Page 66 of Alien Patient


Font Size:

We stabilized her fully, and transferred her to recovery. Vaxon followed like a shadow, refusing to leave. Something had shifted between them, I saw it in how he stayed close, how she didn't push him away.

Elena’s story, already beginning.

But that was their journey.

Mine was with Zorn, who caught my hand as we finished treating the last casualty.

"You okay?" he asked.

"Elena almost died."

"But didn't. You saved her." He squeezed my hand. "That's what matters."

I looked around the medical bay. Patients recovering, staff efficiently handling aftermath, crisis managed and contained. This was my life now. Emergency responses and near-deaths and the constant awareness that people I loved could disappear without warning.

Chapter

Fifteen

ZORN

The suture line needed one more pass.

I leaned closer to the surgical field, adjusting the magnification on my optical enhancers. Delicate work in repairing a Kethari's circulatory system required precision that made most surgeons nervous. The species had three overlapping cardiovascular networks, each one threading through tissue so fine it could tear if you breathed too hard.

Bea stood across from me, her hands steady as stone while she held the retractors. Six months of working together had turned us into something beyond partners—we moved like a single organism, each anticipating the other's needs before they were spoken.

"Clamp," I said.

She handed it to me before the word finished leaving my mouth.

The repair took another fourteen minutes. Neither of us spoke except for necessary clinical communication. This was the part of medicine I loved most, the absolute focus, the reduction of everything complex and messy about existence down to flesh and blood and the determination to heal it.

When I finally sealed the incision, Bea released the retractors and stepped back. Our eyes met over the patient's unconscious form, and I saw the same quiet satisfaction in her expression that I felt settling into my chest.

"Beautiful work," she said.

"We make a good team."

"We make the best team." She stripped off her surgical gloves, tossed them in the biowaste disposal. "Dr. Senna's waiting in your office. Said she needs to discuss the therapy program expansion."

I checked the patient's vitals one more time, stable, excellent prognosis, then transferred monitoring duties to the nursing staff. Bea fell into step beside me as we left the surgical suite, both of us moving through the medical bay's corridors with the easy familiarity of six months' cohabitation.

The bay had changed since she'd arrived. Expanded, reorganized, infused with human sensibilities about patient care that complemented Zandovian efficiency beautifully. Bea's influence showed everywhere, in the trauma treatment protocols, the triage systems, the way we approached mental health alongside physical injuries.

She'd transformed not just the space, but the entire philosophy of how we practiced medicine.

My office occupied the medical bay's northeast corner, offering a view of Mothership's docking arrays through aviewport I'd specifically requested. Watching ships come and go reminded me why we did this work, every vessel carried beings who might need healing, and we'd be ready.

Dr.

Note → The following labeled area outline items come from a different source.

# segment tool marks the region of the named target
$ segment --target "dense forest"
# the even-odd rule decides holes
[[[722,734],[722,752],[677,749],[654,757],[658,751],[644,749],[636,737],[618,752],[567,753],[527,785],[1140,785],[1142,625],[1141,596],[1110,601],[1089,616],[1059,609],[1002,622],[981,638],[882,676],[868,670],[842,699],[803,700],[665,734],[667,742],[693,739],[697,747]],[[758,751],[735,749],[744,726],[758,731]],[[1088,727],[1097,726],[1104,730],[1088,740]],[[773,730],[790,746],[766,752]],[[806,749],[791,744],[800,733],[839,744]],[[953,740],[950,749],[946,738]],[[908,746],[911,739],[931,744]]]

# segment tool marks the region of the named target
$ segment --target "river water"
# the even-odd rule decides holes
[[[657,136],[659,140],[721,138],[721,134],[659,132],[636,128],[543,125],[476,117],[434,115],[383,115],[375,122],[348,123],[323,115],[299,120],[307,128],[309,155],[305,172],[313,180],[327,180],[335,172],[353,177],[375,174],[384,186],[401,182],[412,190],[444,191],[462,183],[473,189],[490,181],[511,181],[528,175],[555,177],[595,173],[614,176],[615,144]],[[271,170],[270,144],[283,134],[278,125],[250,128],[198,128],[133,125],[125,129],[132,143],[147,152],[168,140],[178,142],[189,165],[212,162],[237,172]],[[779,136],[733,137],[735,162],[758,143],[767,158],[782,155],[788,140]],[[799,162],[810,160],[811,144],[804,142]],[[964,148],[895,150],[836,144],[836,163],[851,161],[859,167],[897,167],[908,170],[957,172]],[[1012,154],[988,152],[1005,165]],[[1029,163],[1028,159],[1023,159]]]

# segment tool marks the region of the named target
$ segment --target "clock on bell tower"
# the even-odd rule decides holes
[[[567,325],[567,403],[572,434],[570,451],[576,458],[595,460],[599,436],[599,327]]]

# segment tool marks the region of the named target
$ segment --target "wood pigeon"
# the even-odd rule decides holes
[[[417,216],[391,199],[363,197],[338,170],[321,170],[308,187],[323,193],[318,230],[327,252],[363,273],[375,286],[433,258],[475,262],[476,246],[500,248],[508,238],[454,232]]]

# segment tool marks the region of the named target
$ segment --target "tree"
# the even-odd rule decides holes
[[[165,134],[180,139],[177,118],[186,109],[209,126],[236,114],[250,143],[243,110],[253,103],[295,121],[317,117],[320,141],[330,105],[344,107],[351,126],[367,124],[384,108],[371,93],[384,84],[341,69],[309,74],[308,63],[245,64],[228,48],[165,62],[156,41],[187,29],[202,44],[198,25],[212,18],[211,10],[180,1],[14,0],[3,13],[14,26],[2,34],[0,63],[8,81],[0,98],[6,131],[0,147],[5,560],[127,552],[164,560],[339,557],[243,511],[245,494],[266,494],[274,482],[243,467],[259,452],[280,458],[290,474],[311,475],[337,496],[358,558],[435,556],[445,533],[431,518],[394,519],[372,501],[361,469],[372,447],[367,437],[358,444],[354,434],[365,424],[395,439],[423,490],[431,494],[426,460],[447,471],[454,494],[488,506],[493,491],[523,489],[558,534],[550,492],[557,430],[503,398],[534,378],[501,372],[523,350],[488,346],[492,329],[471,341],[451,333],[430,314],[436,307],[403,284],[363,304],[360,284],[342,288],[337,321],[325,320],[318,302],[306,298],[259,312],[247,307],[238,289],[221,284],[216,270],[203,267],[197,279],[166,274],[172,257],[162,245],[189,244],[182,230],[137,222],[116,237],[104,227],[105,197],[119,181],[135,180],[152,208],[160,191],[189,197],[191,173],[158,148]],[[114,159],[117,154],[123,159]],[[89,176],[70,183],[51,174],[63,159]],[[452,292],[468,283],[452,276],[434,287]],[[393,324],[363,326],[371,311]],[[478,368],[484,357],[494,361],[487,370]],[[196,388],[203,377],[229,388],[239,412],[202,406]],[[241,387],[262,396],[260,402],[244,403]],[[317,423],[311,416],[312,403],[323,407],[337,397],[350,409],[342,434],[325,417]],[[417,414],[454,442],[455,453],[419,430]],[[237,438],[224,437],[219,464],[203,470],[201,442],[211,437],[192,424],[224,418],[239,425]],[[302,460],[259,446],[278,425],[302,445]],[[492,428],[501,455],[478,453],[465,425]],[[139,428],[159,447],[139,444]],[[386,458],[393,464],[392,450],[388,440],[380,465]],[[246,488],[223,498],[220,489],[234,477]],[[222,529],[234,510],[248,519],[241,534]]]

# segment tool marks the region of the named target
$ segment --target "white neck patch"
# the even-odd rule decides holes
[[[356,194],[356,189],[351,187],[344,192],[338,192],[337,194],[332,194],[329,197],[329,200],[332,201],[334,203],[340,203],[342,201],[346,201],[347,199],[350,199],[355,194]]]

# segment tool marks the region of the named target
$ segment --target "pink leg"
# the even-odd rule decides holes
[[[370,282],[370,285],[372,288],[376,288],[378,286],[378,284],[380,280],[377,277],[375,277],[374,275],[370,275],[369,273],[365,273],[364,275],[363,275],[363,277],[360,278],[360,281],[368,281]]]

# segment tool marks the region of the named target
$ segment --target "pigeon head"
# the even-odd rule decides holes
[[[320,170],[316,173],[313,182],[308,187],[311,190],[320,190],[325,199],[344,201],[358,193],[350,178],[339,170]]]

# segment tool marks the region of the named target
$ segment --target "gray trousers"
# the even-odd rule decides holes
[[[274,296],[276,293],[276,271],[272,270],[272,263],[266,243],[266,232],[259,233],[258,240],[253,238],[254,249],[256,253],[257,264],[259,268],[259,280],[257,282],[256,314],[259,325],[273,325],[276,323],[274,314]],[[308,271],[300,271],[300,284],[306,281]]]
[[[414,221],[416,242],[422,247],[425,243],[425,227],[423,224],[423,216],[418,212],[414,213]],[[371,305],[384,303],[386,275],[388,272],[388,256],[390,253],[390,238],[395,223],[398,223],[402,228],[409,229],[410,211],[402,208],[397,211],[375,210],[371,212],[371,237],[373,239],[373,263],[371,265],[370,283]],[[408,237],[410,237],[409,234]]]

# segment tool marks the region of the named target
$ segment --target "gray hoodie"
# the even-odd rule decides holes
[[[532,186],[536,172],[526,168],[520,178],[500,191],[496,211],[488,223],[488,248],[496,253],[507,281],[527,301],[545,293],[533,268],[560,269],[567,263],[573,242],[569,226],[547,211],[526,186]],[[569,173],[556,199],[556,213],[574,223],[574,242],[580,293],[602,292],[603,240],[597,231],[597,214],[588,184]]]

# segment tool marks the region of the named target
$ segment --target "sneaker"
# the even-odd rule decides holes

Senna rose when we entered. The Orveth psychologist had been instrumental in developing our mental health program, bringing expertise from her species' long tradition of trauma counseling. She and Bea had formed a formidable partnership, human emotional intelligence combined with Orveth psychological theory, creating something neither could have achieved alone.

"Zorn. Bea." Senna's crystalline features reflected the office lighting in fractured rainbows. "Thank you for making time."

"The program expansion," I said, gesturing for her to sit. "You mentioned yesterday that demand is exceeding capacity."

"By significant margins." Senna pulled up holographic data, request rates, wait times, patient outcomes. "We're receiving twice the counseling requests we can accommodate. The support groups are at maximum capacity. And we're getting inquiries from other vessels in the sector asking about our protocols."

Bea leaned against my desk, studying the numbers with the analytical focus she brought to everything. "We need more counselors. At least three additional staff dedicated to trauma work, two for ongoing therapy, maybe another support group facilitator."